Why is it returning -1 instead of 18? Even in an ordinal search, the string contains "}}", so it should not return -1.

live-love
  • 48,840
  • 22
  • 240
  • 204
  • 1
    I wonder if it's culture related. What if you try `"foo".IndexOf("", StringComparison.InvariantCulture);` – Evan Trimboli Feb 04 '18 at 23:45
  • I tried, it doesn't work. – live-love Feb 04 '18 at 23:49
  • -1 means it didn't find a match and if there is an extra hidden character in the search string that isn't in the string you are searching then a match will not be found. – juharr Feb 04 '18 at 23:52
  • Yes, I already know that. The hidden character follows the closing brackets, so it should return 18. – live-love Feb 04 '18 at 23:52
  • The hidden character comes after }} – live-love Feb 04 '18 at 23:53
  • Evan, your comment helped, I tried StringComparison.Ordinal and it worked as expected. Thanks. – live-love Feb 04 '18 at 23:59
  • 1
    For anyone interested there's some good info in this answer: https://stackoverflow.com/questions/492799/difference-between-invariantculture-and-ordinal-string-comparison – Evan Trimboli Feb 05 '18 at 00:02
  • 1
    Possible duplicate of [Difference between InvariantCulture and Ordinal string comparison](https://stackoverflow.com/questions/492799/difference-between-invariantculture-and-ordinal-string-comparison) – Dour High Arch Feb 05 '18 at 00:36
  • Not a duplicate. Not the same question. Answer works, but my question still remains, why does IndexOf returns -1 when there is {{ in the search string, being it's an ordinal search? – live-love Feb 05 '18 at 01:01
  • “Duplicate” means the answer is a duplicate, not the question. U+0329 is a combining character, it changes the preceding character; `"}" + "\u0329"` is a single glyph different from "}", it is not a string of two glyphs. – Dour High Arch Feb 05 '18 at 01:54
  • The link above mentions nothing about glyphs. But thanks for the explanation. Your comment answers my question. Keep flagging away, your marshal badge is almost there! – live-love Feb 05 '18 at 02:02

1 Answers1

2

(NB: I am not a Unicode guru.)

The issue may be that the character U+0329 is a combining character. If you replace the }} in the string with alphabetic characters you'll see the issue a little more clearly:

"the̩"

Note that in this case U+0329 has appeared as a modifier on the e in the string, altering the character's visual representation. The same is happening, albeit strangely, with the }} character pair.

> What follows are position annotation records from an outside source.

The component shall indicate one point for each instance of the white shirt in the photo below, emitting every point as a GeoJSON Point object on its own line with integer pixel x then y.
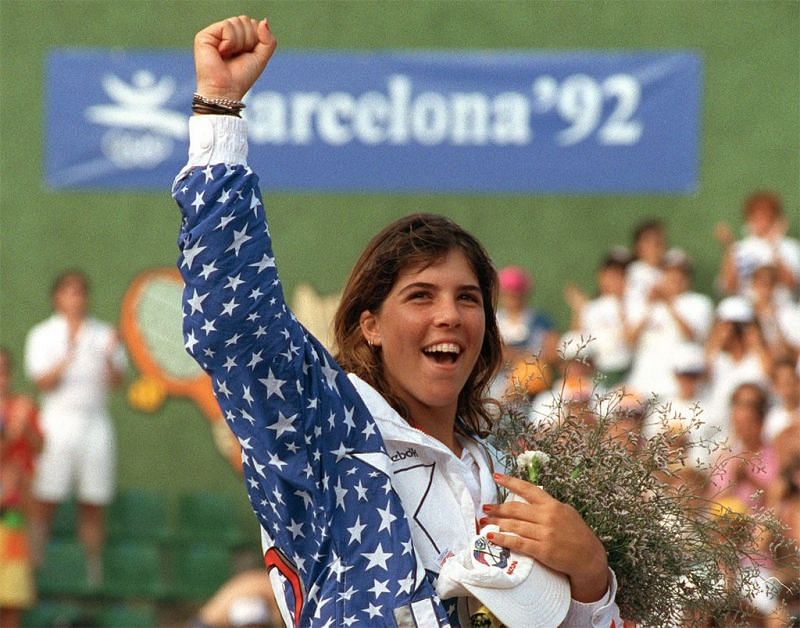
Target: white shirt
{"type": "Point", "coordinates": [654, 353]}
{"type": "Point", "coordinates": [777, 420]}
{"type": "Point", "coordinates": [639, 280]}
{"type": "Point", "coordinates": [752, 252]}
{"type": "Point", "coordinates": [602, 319]}
{"type": "Point", "coordinates": [83, 388]}
{"type": "Point", "coordinates": [724, 376]}
{"type": "Point", "coordinates": [436, 487]}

What you have is not a pair of RIGHT CURLY BRACKET characters, it's one RIGHT CURLY BRACKET and one RIGHT CURLY BRACKET + COMBINING VERTICAL LINE BELOW glyph. When you compare this using the default StringComparison option then the second RIGHT CURLY BRACKET in your search string doesn't match because it is being matched against a glyph (sequence of characters) that is different.

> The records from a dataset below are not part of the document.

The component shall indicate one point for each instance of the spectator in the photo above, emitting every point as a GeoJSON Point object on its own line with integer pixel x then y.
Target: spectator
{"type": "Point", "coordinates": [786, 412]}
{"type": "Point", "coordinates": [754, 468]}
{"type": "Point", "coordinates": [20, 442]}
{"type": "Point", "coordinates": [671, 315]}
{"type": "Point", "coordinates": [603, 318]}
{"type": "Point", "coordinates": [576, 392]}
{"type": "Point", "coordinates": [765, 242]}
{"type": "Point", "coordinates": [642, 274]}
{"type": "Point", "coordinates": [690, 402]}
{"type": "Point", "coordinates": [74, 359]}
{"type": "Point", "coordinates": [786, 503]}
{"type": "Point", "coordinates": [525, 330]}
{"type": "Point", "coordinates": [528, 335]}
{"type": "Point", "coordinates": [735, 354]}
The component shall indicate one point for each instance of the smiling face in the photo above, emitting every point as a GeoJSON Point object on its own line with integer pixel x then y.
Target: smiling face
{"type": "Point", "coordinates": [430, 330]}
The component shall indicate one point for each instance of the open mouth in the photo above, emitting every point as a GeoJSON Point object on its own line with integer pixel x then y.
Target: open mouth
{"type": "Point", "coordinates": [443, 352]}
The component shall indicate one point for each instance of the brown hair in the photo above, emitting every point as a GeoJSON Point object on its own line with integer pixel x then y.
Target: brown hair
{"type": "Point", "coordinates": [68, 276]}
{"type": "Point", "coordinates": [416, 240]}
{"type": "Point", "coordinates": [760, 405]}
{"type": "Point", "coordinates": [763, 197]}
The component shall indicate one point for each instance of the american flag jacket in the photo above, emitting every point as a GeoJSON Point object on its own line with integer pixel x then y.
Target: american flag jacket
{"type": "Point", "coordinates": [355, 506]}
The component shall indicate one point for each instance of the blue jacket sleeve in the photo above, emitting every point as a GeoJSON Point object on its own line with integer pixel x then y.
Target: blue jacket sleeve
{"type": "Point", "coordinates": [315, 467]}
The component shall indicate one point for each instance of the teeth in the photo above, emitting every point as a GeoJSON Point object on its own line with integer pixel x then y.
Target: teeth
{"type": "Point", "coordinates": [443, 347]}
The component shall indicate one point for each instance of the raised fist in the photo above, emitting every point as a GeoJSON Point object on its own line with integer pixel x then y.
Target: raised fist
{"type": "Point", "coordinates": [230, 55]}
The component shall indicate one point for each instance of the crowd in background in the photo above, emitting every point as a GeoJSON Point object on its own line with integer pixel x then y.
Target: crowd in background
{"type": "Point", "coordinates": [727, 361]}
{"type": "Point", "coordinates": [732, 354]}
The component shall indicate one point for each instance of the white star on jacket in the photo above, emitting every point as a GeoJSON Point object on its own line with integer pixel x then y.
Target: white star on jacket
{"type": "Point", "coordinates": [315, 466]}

Using StringComparison.Ordinal however changes the way that the Unicode is processed, ignoring the COMBINING attribute of U+0329 and simply comparing the code points.

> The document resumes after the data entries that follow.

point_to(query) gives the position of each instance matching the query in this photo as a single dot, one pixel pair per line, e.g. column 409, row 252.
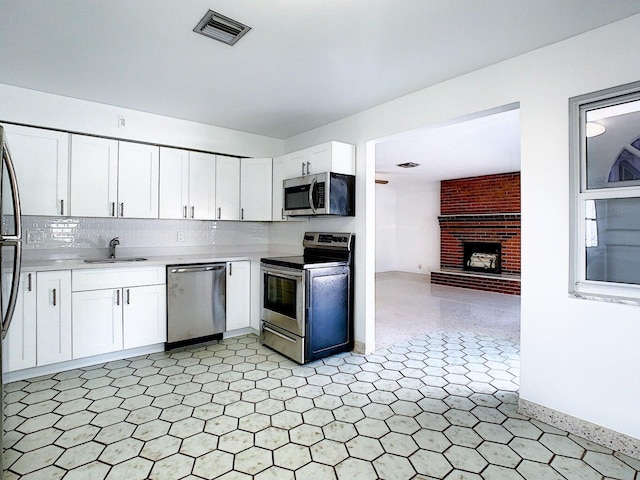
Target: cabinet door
column 228, row 188
column 174, row 183
column 19, row 346
column 53, row 304
column 41, row 159
column 94, row 176
column 97, row 322
column 202, row 186
column 145, row 315
column 138, row 178
column 255, row 189
column 238, row 295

Where this gets interesting is when you're searching for accented characters, since there are often multiple glyphs that look the same and compare the same when using CurrentCulture or InvariantCulture but are composed differently.

Take for example the LATIN SMALL LETTER E WITH ACUTE "é" code point U+00E9 compared to the glyph LATIN SMALL LETTER E + COMBINING ACUTE ACCENT (U+0065, U+0301) "". They look the same and compare the same when you use InvariantCulture but not when you use Ordinal comparison.

You can do a lot of work just trying to define what is the 'right' way to handle this, let alone implementing that way. I often find it's better to simply accept that some character sequences are going to give you trouble and pick one StringComparison value to go with.

Corey
  • 15,524
  • 2
  • 35
  • 68